Night Letters to America

UntitledFrom the Merriam Webster Dictionary online…
night letter (n): a telegram sent at night at a reduced rate for delivery the following morning

Back in the days when Western Union telegrams were a common method of communication across great distances, much of what needed to be said took more than the few words condensed and clipped into phrases that were applied to the text in order to save the sender money.  The sender paid for the service at a rate of so many cents per word with a minimum, usually of nine to twelve words.  These telegrams would be sent immediately and delivered by phone or by hand.  When a customer wanted to send more than just a line or two, they could pay a cheaper rate per word, with a minimum of about 25 words.  These longer, less expensive telegram were called Night Letters.  They would be held overnight to be sent the following morning in the early hours when traffic on the wire was light and were delivered the following day.

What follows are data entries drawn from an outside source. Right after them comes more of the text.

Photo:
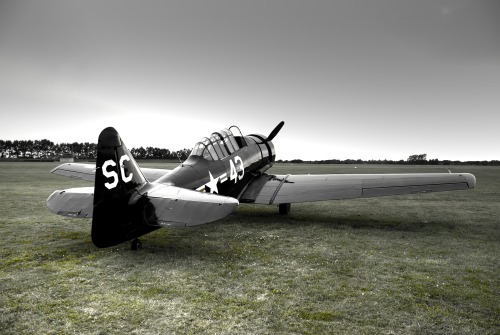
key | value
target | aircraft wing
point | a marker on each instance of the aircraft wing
(170, 206)
(282, 189)
(87, 171)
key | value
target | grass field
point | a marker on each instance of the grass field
(416, 264)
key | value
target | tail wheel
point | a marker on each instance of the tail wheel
(284, 208)
(136, 244)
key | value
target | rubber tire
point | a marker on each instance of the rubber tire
(284, 208)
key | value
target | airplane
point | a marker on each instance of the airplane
(222, 171)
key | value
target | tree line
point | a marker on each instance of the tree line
(45, 149)
(419, 159)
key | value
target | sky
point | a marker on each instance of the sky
(359, 79)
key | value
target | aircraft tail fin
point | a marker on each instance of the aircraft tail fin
(127, 206)
(117, 179)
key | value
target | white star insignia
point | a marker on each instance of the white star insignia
(212, 184)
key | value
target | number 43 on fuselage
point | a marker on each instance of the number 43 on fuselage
(222, 170)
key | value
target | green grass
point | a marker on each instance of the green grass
(416, 264)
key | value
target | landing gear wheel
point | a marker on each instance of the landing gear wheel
(136, 244)
(284, 208)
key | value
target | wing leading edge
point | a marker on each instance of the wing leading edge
(281, 189)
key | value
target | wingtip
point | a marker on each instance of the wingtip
(471, 180)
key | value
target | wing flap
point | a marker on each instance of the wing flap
(279, 189)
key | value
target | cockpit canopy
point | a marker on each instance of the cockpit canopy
(220, 144)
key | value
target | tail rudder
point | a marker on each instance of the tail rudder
(116, 179)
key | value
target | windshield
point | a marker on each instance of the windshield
(218, 146)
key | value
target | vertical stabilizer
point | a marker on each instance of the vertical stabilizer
(117, 178)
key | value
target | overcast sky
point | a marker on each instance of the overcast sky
(369, 79)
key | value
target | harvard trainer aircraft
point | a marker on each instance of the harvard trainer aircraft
(222, 170)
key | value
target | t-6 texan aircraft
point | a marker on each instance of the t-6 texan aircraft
(222, 170)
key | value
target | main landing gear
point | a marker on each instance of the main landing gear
(136, 244)
(284, 208)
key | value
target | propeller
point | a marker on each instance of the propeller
(275, 131)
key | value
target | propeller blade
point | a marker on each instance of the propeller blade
(275, 131)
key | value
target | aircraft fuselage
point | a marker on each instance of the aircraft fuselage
(227, 176)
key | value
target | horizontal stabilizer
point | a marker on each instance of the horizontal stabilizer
(162, 205)
(73, 202)
(87, 171)
(171, 206)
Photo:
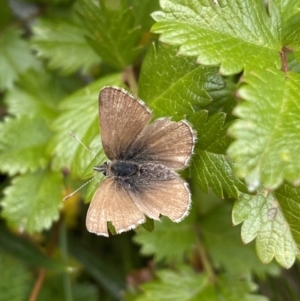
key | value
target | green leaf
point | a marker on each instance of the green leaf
(32, 202)
(169, 241)
(14, 275)
(25, 250)
(37, 94)
(79, 291)
(80, 116)
(64, 44)
(142, 11)
(15, 57)
(179, 85)
(289, 200)
(209, 164)
(229, 33)
(97, 267)
(183, 285)
(224, 246)
(289, 10)
(23, 144)
(264, 219)
(187, 285)
(267, 134)
(111, 31)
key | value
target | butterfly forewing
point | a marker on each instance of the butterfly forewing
(164, 142)
(112, 202)
(122, 119)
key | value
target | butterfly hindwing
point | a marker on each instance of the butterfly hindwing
(111, 202)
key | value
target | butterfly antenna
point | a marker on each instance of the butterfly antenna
(78, 140)
(72, 193)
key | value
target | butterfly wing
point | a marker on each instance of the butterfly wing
(164, 142)
(122, 119)
(170, 198)
(112, 202)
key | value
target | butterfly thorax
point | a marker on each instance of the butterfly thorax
(129, 169)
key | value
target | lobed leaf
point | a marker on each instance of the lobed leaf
(14, 275)
(23, 144)
(111, 31)
(32, 202)
(266, 149)
(224, 246)
(172, 85)
(264, 219)
(169, 241)
(26, 251)
(80, 116)
(229, 33)
(209, 164)
(64, 44)
(15, 58)
(37, 94)
(185, 285)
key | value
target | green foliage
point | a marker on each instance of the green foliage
(245, 36)
(169, 242)
(111, 30)
(15, 57)
(195, 286)
(63, 43)
(33, 200)
(231, 68)
(14, 274)
(273, 157)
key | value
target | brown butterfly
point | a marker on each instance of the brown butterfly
(141, 178)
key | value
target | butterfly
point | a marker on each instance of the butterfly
(141, 178)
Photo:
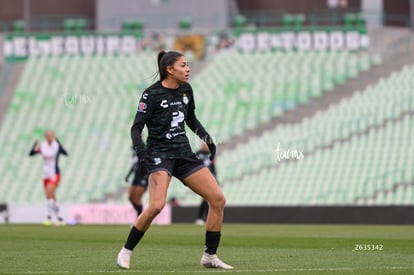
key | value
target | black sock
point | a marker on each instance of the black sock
(203, 210)
(138, 208)
(212, 242)
(133, 238)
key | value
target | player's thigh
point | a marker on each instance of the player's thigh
(158, 183)
(50, 189)
(203, 183)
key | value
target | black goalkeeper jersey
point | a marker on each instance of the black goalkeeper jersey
(165, 112)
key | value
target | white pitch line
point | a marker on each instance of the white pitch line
(227, 271)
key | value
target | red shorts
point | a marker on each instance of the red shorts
(52, 180)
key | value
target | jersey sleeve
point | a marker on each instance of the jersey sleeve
(35, 150)
(194, 124)
(142, 116)
(62, 150)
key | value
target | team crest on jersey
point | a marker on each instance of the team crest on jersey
(185, 99)
(142, 107)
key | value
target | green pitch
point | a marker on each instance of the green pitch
(251, 249)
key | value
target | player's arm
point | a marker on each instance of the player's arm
(196, 126)
(142, 116)
(62, 149)
(131, 170)
(35, 149)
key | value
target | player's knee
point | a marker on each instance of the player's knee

Before I began writing full time and while I was working in the daytime, I wrote whenever I could, usually when my wife and children were sleeping, sometimes long into the night.  It was difficult to write something like a novel and sometimes, when I was forced to work long hours in harsh physical conditions, I was too tired to take on a large project and wrote what could be called vignettes, short pieces that were complete and not reliant on sequential, periodic progression, not unlike the pieces we call flash or micro fiction today… vignettes that I sometimes referred to as night letters.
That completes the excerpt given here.